É difícil escrever crónicas por estes dias sem ser-se especialista em alguma coisa; lemos os matemáticos e cientistas com os seus gráficos de curvas, médicos e enfermeiros a discorrem sobre epidemiologia, economistas que nos avisam sobre o impacto funesto que a paragem da grande máquina laboral irá ter num futuro próximo, juristas a tentarem esclarecer sobre a nova legislação que é aprovada todos os dias para fazer frente a esta crise social e política sem precedentes. E, claro, não poderiam faltar os politólogos e tudólogos que se revelam nestas alturas e que, aparentemente, sabem formar uma opinião sobre todos os assuntos.

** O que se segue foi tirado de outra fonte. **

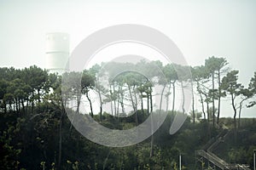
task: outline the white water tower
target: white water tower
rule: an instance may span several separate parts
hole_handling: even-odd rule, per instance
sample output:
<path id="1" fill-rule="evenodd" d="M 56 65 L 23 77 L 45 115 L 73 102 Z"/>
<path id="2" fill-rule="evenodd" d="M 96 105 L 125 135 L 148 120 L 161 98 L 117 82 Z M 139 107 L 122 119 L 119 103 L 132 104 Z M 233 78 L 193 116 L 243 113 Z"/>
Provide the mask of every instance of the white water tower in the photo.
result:
<path id="1" fill-rule="evenodd" d="M 50 73 L 62 74 L 67 71 L 69 35 L 63 32 L 46 34 L 46 69 Z"/>

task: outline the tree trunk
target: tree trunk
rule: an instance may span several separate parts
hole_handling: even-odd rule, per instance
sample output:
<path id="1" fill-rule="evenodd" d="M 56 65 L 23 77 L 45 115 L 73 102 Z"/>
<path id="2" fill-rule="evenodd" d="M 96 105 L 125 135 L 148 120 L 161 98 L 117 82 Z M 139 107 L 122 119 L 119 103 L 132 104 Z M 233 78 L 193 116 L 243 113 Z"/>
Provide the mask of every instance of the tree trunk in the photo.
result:
<path id="1" fill-rule="evenodd" d="M 150 112 L 153 111 L 152 87 L 150 86 Z"/>
<path id="2" fill-rule="evenodd" d="M 195 96 L 194 96 L 194 86 L 193 86 L 193 82 L 191 82 L 192 84 L 192 114 L 193 114 L 193 123 L 195 124 Z"/>
<path id="3" fill-rule="evenodd" d="M 60 125 L 59 125 L 59 156 L 58 156 L 58 169 L 61 169 L 61 154 L 62 154 L 62 122 L 63 122 L 63 111 L 61 110 L 61 115 L 60 118 Z"/>
<path id="4" fill-rule="evenodd" d="M 184 89 L 183 89 L 183 81 L 180 82 L 182 87 L 182 94 L 183 94 L 183 113 L 185 113 L 184 105 L 185 105 L 185 95 L 184 95 Z"/>
<path id="5" fill-rule="evenodd" d="M 100 121 L 102 122 L 102 99 L 101 89 L 98 89 L 97 91 L 98 91 L 98 94 L 99 94 L 99 98 L 100 98 Z"/>
<path id="6" fill-rule="evenodd" d="M 175 108 L 175 82 L 173 82 L 173 85 L 172 85 L 172 114 L 174 113 L 174 108 Z"/>
<path id="7" fill-rule="evenodd" d="M 86 92 L 86 98 L 87 98 L 87 99 L 88 99 L 88 101 L 90 103 L 90 116 L 91 116 L 91 117 L 93 117 L 92 104 L 91 104 L 91 100 L 90 100 L 90 99 L 89 97 L 88 92 Z"/>
<path id="8" fill-rule="evenodd" d="M 221 89 L 220 89 L 220 72 L 218 71 L 218 115 L 217 115 L 217 124 L 218 124 L 219 114 L 220 114 L 220 97 L 221 97 Z"/>
<path id="9" fill-rule="evenodd" d="M 215 105 L 214 105 L 214 71 L 212 73 L 212 126 L 215 127 Z"/>
<path id="10" fill-rule="evenodd" d="M 168 112 L 168 109 L 169 109 L 169 97 L 170 97 L 170 94 L 171 94 L 171 88 L 172 88 L 172 85 L 171 85 L 171 83 L 169 83 L 168 94 L 167 94 L 167 96 L 166 96 L 166 112 Z"/>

Mas, esquecendo um pouco toda a componente científica, técnica e jurídica desta pandemia, o que se tem escrito sobre o nosso estado de espírito? O que se tem escrito sobre as aspirações e projetos que a maioria de nós tinha e que se estilhaçaram porque alguém do outro lado do mundo comeu espécies de animais selvagens em mercados sem qualquer controlo sanitário, colocando em perigo a saúde pública? O que pode ser dito sobre o retrocesso que muitos de nós iremos enfrentar no regresso à normalidade?
Perdemos segurança laboral, estabilidade financeira e tudo que não fosse essencial foi cancelado. A vida ficou em suspenso. Aliás, a vida cultural foi uma das primeiras vítimas trágicas da Covid-19 e será, certamente, um dos setores mais afetados num futuro próximo.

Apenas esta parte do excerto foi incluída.